Households can save just a third of what they could a year ago by switching energy supplier.
Customers who ditched expensive default or standard variable tariffs in favour of the cheapest on the market could cut their bills by £103 last month.
It was the smallest difference in savings since 2012, energy watchdog Ofgem found. Last year the cheapest deal cost £338 less than the average default tariff, down from £400 in 2019.
Households can save just a third of what they could a year ago by switching energy supplier
The findings come as Ofgem prepares to raise its price cap, hiking bills by £150 for 15 million households.
Avro Energy’s Simple and Flow 12-month tariff was the cheapest on the market at £1,035 a year in July, according to comparison site GoCompare. In the same month in 2020, the cheapest fixed deal was £788 with Outfox The Market.
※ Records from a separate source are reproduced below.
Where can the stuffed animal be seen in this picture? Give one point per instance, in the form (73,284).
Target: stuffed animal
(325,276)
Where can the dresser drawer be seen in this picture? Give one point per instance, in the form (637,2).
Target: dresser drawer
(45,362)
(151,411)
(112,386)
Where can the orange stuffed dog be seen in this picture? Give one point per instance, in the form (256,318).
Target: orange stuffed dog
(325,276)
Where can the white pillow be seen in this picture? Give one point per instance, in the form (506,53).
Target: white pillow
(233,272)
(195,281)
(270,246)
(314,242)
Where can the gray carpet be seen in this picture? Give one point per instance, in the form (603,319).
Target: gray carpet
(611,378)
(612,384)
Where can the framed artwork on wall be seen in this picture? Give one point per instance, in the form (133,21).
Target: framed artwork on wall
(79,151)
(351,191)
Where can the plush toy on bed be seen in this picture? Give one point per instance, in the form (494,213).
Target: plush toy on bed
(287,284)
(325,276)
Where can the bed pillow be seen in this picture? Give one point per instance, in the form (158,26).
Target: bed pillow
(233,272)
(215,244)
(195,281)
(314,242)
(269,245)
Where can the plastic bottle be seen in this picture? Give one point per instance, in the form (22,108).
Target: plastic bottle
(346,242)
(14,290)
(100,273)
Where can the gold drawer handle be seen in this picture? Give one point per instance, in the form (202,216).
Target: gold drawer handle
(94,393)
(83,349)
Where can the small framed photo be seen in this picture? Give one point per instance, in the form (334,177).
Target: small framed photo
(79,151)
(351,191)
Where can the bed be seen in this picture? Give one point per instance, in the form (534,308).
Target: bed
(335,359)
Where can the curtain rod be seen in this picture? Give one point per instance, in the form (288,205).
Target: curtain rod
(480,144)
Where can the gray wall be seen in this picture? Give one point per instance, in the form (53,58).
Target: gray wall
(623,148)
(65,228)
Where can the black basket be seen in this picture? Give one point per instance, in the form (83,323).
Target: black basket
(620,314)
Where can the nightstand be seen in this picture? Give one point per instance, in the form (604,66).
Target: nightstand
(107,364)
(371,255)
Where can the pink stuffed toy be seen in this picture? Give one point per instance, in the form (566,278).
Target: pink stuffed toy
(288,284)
The current price cap, which limits how much firms can charge customers on standard variable tariffs, is £1,138 a year, based on average usage. This is expected to rise to £1,288 from October as wholesale prices soar.
Experts are also seeing more fixed-rate energy deals topping the price cap. Karin Sode, managing director of People’s Energy, says: ‘No energy supplier can keep their tariffs low any more without them being loss-making.
‘Energy suppliers have no choice but to have higher tariffs to cover the costs associated with buying the energy.’